Area Central Detective Cmdr. Brendan Deenihan said Ortiz became “very frustrated that he could not sleep” while he was at home with the boy. “The 2-year-old baby was running around and was keeping him awake. (Ortiz) grabs the 2-year-old in the kitchen and holds him down, (Ortiz) then retrieves a knife, cuts the baby in the throat, causing his death.

“(Ortiz) realizes he just killed his own son, so he makes a pretty weak attempt to cut his own wrists, eventually results in a couple stitches,” Deenihan said. “After realizing he killed his baby, he found a garbage bag full of clothes, he dumped out the clothes, and placed the baby in the bag.”

Ortiz called his wife but could not reach her. The couple works different shifts at the same company, Deenihan said. He then called his wife’s sister and confessed, and she called relatives who lived on the first floor of the home.

They went upstairs and found Mateo dead and Ortiz bleeding.

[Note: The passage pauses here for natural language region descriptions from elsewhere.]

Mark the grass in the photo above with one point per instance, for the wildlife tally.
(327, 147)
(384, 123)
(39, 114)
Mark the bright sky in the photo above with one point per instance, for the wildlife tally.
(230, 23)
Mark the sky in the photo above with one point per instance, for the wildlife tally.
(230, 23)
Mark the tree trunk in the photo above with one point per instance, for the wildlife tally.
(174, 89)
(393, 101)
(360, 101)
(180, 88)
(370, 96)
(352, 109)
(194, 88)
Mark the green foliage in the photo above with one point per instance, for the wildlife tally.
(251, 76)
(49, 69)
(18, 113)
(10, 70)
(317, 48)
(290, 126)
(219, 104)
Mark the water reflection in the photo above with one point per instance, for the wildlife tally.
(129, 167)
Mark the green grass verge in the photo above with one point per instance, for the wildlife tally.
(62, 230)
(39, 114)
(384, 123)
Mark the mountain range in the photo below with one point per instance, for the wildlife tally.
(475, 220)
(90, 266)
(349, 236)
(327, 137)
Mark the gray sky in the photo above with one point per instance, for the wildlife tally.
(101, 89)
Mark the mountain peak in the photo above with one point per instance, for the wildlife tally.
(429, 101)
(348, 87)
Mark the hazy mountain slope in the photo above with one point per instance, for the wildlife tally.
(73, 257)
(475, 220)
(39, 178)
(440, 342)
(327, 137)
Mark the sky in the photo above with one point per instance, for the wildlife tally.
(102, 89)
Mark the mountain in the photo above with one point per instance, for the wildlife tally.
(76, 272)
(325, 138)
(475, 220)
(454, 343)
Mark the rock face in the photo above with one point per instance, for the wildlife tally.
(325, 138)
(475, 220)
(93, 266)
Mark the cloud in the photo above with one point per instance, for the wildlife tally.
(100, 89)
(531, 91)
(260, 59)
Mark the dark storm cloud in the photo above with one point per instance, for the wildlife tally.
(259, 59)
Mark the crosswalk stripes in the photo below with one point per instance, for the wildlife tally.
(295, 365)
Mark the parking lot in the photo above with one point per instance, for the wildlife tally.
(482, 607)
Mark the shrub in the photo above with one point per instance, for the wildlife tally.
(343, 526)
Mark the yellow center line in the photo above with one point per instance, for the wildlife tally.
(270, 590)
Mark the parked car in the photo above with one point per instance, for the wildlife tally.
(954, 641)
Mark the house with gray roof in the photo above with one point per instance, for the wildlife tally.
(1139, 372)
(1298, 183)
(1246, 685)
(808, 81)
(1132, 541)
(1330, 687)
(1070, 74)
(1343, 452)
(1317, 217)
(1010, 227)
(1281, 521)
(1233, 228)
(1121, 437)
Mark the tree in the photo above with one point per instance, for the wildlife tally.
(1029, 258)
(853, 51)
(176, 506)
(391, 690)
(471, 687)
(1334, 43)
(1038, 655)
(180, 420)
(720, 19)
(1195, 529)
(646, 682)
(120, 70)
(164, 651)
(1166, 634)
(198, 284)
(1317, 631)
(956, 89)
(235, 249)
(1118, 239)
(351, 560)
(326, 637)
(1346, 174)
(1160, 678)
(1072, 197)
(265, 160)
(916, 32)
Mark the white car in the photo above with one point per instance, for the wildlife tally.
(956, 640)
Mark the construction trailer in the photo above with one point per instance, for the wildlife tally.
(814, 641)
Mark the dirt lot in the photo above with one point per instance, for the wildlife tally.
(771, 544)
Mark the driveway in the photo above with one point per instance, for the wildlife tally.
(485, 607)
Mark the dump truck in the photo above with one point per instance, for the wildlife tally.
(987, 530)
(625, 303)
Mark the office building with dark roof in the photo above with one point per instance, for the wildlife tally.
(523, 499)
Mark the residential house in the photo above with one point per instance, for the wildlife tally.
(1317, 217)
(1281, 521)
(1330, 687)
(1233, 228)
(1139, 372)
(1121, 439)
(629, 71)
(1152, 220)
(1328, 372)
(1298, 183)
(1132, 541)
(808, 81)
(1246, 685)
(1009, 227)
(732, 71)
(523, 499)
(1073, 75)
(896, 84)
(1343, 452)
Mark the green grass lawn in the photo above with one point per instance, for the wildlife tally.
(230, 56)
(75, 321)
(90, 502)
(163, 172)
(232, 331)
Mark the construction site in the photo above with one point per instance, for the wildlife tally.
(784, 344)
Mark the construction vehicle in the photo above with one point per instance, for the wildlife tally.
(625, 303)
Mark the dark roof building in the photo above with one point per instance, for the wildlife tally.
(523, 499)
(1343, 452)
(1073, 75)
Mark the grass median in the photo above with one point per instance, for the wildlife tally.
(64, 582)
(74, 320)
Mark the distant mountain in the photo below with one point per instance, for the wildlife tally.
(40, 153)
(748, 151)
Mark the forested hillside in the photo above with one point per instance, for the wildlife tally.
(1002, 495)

“We believe we do have the murder weapon, we believe it was a kitchen knife, but it’s not 100 percent corroborated at this time,” Deenihan said.

Ortiz fled the scene. The first officers on scene were able to get a description of the SUV and worked with a joint Chicago Police Department-FBI violent crimes task force to find Ortiz. State police stopped him near Kankakee, and an officer there helped with the arrest.

There are other children in the family who will stay with their mother, though none were home at the time, Deenihan said. It didn’t appear Ortiz was drunk or under he influence of drugs.

An autopsy found that the boy died from “incised wounds” to the neck.
Deenihan said the gruesome crime was traumatizing to both the boy’s family and the responding officers.

“It’s obviously pretty difficult to look in a garbage bag and see what they saw,” Deenihan said. “The officers gotta respond to this scene, they don’t know what they’re walking into, including the ambulance guys. The poor family from downstairs had to walk up and find him. … These guys aren’t robots, they’re police officers, and they have families.”